- Written by: Peter Grohmann; Marielis Brommund; Felix Huby;
- Directed by: Theo Mezger (and others)
- Starring: Walter Schultheiß (as Eugen Eisele); Ilse Kúnkele (as Elsbeth Eisele); Trudel Wulle (as Rosa Eisele); Alexander Gittinger (as Karl Eisele); Thomas Reiner (as Gottfried Hemmerle ); Regina Faerber (as Sybille Meier); Martin Schlepper (as Michele);
- Music by: Jonas C. Haefeli
- Country of origin: Germany
- Original language: German
- No. of episodes: 86

Production
- Running time: 8 minutes

Original release
- Network: ARD
- Release: 1986 – 1990

= Der Eugen =

Der Eugen is a German television series consisting of 86 episodes.

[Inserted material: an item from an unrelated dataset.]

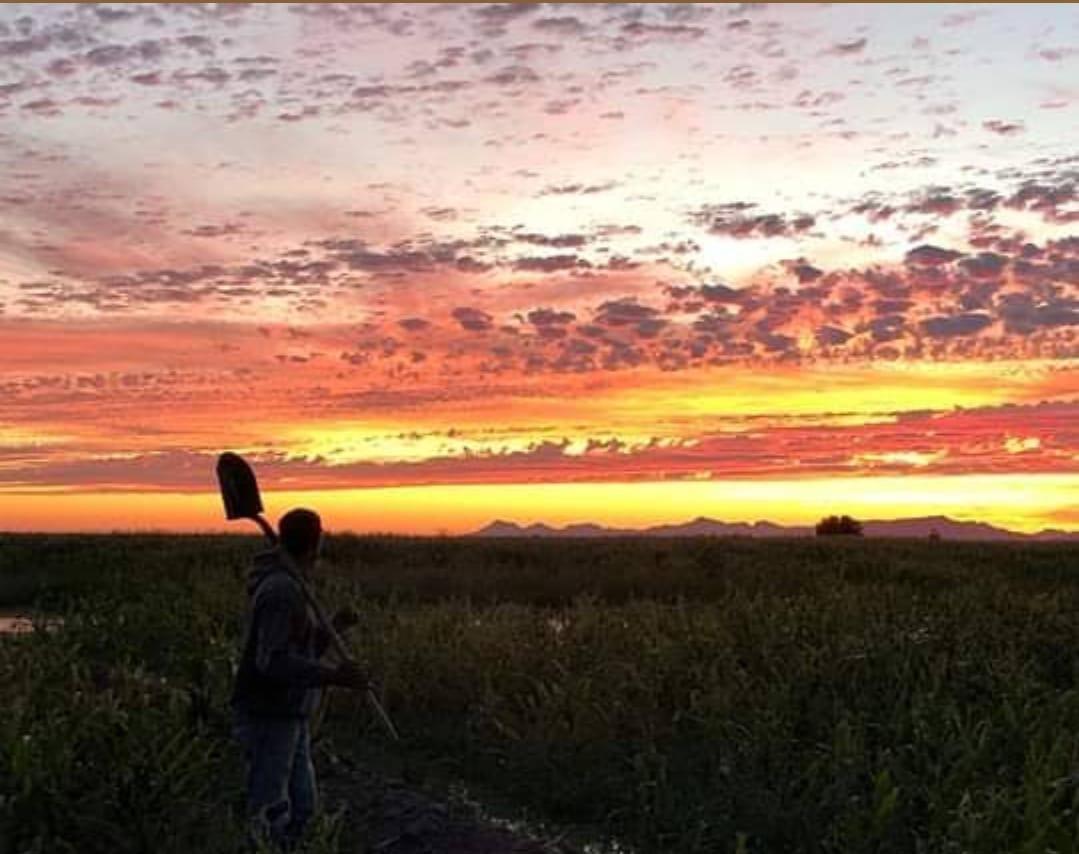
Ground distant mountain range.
[468,516,1079,543]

It was produced by Süddeutscher Rundfunk Stuttgart and broadcast on ARD's regional early evening programme in 1986. Each episode had a duration of eight minutes and was aired during commercial breaks.

The series revolves around the eventful tales of the fictional Swabian winery known as Eisele. The scripts for the episodes were written by several authors, including Peter Grohmann and Marielis Brommund, who collaborated with Felix Huby. The directorship of the series was handled by Theo Mezger and other individuals.

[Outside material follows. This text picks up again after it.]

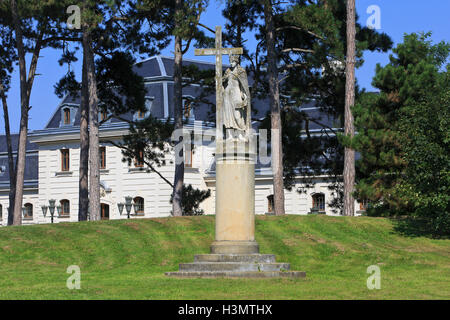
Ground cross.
[195,26,243,140]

The central character, Eugen Eisele, was portrayed by Walter Schultheiß, while other prominent roles included Ilse Künkele as his wife Elsbeth, Trudel Wulle as his sister Rosa, Alexander Gittinger as his nephew Karl, Thomas Reiner as Gottfried Hemmerle, and Regina Faerber as Sybille Meier.

The filming for the series took place in Fellbach-Schmiden, specifically at the "Weingut Eisele" located on Salierstraße, and Stuttgart-Untertürkheim at the "Weinkeller des Weingutes".

In 2012, SWR released the first 60 episodes of "Der Eugen" on three DVDs.